Here, we will test knocking using Telnet client. So you will need to install Telnet to your client system. Run the following command to install Telnet :
apt-get install telnet -y
Next, run the following command in correct sequence within 20 seconds:
telnet 192.168.0.190 10001
telnet 192.168.0.190 10002
telnet 192.168.0.190 10003
Once all the command is successful. Knockd will open SSH port by adding firewall rules for client system.
You can also see the knockd log by running the following command on the server.
tail -f /var/log/syslog
Output:
[2017-09-25 09:11] 192.168.0.191: openSSH: Stage 1
[2017-09-25 09:12] 192.168.0.191: openSSH: Stage 2
[2017-09-25 09:13] 192.168.0.191: openSSH: Stage 3
[2017-09-25 09:13] 192.168.0.191: openSSH: OPEN SESAME
[2017-09-25 09:13] openSSH: running command: /sbin/iptables -I INPUT -s 192.168.0.191 -p tcp --dport 22 -j ACCEPT
You can now able to connect your server via SSH from the client system. You can also use nmap to scan your server by running the following command from the client system.
nmap 192.168.0.190
You should see that SSH port is open for your IP:
Starting Nmap 6.40 ( http://nmap.org ) at 2017-09-25 9:20 IST
Nmap scan report for 192.168.0.190
Host is up (0.00037s latency).
Not shown: 996 closed ports
PORT STATE SERVICE
22/tcp open ssh
80/tcp open http
443/tcp open http
3306/tcp open mysql
MAC Address: 08:00:27:7C:5B:40 (Cadmus Computer Systems)
Nmap done: 1 IP address (1 host up) scanned in 1.69 seconds
After you have done all your work and want to close the SSH port for your IP. Run the following command in correct sequence within 20 seconds:
telnet 192.168.0.190 10003
telnet 192.168.0.190 10002
telnet 192.168.0.190 10001
Once all the command is successful.
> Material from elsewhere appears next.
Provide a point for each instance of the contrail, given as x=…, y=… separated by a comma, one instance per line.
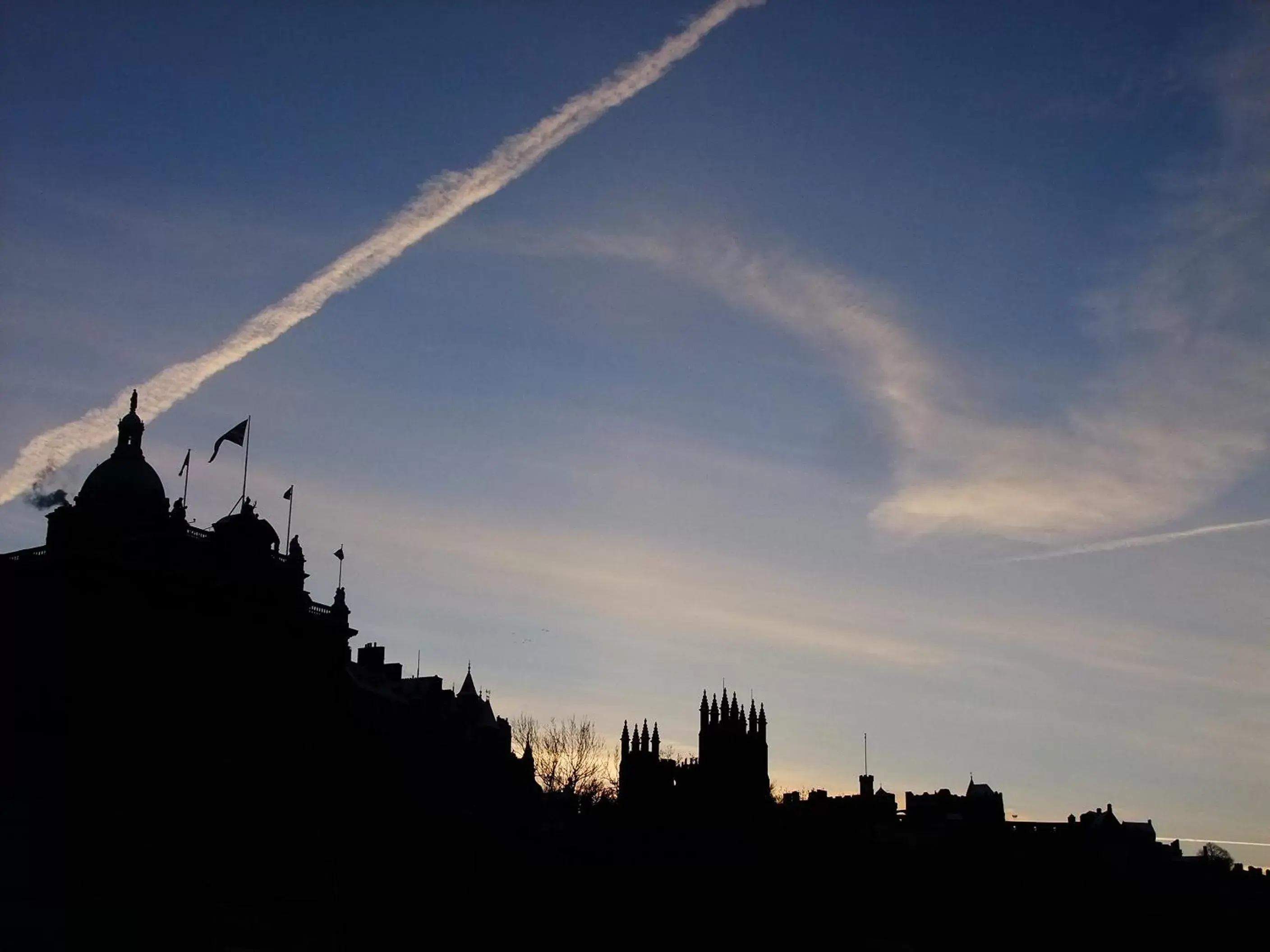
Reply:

Knockd will close the SSH port by adding firewall rules for client system.
Note : 192.168.0.190
is the IP address of the server machine and 192.168.0.191
is the IP address of the client machine.
Conclusion
Congratulations! you have successfully tested knockd on ubuntu 16.04. You can now easily gain access of the server via SSH from any location or any system.